Ein Leuchtturmwärter findet eine junge Frau und rettet sie vermeindlich vor dem Ertrinken. Sie verlieben sich und bekommen ein Kind. Doch die Frau ist nicht irgendwer, sondern ein Mitglied der königlichen Familien von Atlantis, einer sagenhaften Unterwassernation. Diese sind gar nicht begeistert von ihrem Verschwinden und zwingen sie schließlich zur Rückkehr, um ihren Mann und Sohn zu schützen. Der junge Arthur wächst somit ohne seine Mutter auf, erkennt jedoch schon bald, dass er ein besonderes Verhältnis zum Meer und seinen Bewohnern hat. Ein alter Lehrer seiner Mutter bildet ihn schließlich aus und zeigt ihm, über welche besonderen Kräfte er verfügt. Doch er muss dem Jungen auch eine schreckliche Nachricht mitteilen: Seine Mutter ist tot, sie wurden von ihrem eigenen Volk den schrecklichen Trench geopfert.
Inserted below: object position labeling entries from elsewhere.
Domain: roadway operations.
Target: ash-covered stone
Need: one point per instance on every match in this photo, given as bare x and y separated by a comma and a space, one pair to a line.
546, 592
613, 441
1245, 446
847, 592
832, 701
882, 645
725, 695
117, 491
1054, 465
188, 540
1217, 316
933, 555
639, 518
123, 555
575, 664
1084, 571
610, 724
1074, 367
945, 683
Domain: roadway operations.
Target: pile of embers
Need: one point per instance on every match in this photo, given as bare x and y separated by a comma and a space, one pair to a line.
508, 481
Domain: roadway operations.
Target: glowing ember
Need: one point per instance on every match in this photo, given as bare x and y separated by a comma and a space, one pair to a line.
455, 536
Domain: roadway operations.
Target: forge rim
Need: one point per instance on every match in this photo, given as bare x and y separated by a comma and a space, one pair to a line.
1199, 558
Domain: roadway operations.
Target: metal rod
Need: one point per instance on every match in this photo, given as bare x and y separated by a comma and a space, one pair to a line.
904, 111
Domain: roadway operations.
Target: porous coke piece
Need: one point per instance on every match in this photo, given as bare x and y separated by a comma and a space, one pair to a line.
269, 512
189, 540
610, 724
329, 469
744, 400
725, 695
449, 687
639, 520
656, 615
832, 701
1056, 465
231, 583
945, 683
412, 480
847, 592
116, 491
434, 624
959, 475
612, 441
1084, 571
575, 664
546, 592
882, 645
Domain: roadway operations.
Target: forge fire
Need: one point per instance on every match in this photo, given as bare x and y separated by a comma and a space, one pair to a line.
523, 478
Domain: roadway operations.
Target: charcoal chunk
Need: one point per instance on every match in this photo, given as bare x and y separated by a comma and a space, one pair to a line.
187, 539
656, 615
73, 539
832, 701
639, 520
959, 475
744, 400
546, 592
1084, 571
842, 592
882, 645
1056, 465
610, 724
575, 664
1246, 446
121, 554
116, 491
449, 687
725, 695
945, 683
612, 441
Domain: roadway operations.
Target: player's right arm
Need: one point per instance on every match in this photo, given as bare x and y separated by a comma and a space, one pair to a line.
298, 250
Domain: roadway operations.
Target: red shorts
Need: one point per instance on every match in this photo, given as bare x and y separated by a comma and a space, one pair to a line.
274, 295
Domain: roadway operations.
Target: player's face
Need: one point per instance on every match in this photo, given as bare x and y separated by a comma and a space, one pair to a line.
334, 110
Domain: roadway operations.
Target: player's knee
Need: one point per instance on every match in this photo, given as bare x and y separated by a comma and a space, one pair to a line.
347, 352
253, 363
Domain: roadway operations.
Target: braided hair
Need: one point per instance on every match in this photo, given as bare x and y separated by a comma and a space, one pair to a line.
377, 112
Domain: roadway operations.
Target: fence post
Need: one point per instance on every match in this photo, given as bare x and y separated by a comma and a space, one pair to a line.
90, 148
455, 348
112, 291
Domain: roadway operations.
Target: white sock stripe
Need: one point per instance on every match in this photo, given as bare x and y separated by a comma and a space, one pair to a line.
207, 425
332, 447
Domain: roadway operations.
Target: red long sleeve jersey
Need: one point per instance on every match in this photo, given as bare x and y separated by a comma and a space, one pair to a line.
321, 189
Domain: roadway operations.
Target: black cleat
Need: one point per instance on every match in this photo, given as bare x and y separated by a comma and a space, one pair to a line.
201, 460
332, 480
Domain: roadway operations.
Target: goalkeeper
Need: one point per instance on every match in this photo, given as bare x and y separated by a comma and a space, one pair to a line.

Verständlich, dass Arthur auch als Erwachsener nichts mit diesem Teil seiner Verwandtschaft zu tun haben möchte. Als Mera, Prinzessin des Unterwasservolks der Xebel, ihn um Hilfe bittet, ist er daher zunächst alles andere als bereit dazu. Was geht es ihn an, dass sein Halbbruder, der neue König von Atlantis, versucht die verbleibenden Nationen der Unterwasservölker zu vereinen und sich zum Oceanmaster zu machen? Als Orm jedoch erste Angriffe gegen die Menschen an den Küsten beginnt, wird ersichtlich, dass sich Arthur einmischen muss, um schlimmeres für die Menschheit zu verhindern. Gemeinsam mit Mera macht er sich auf die Suche nach dem legendären Dreizack von König Atlan, der ihn als wahren König ausweisen kann...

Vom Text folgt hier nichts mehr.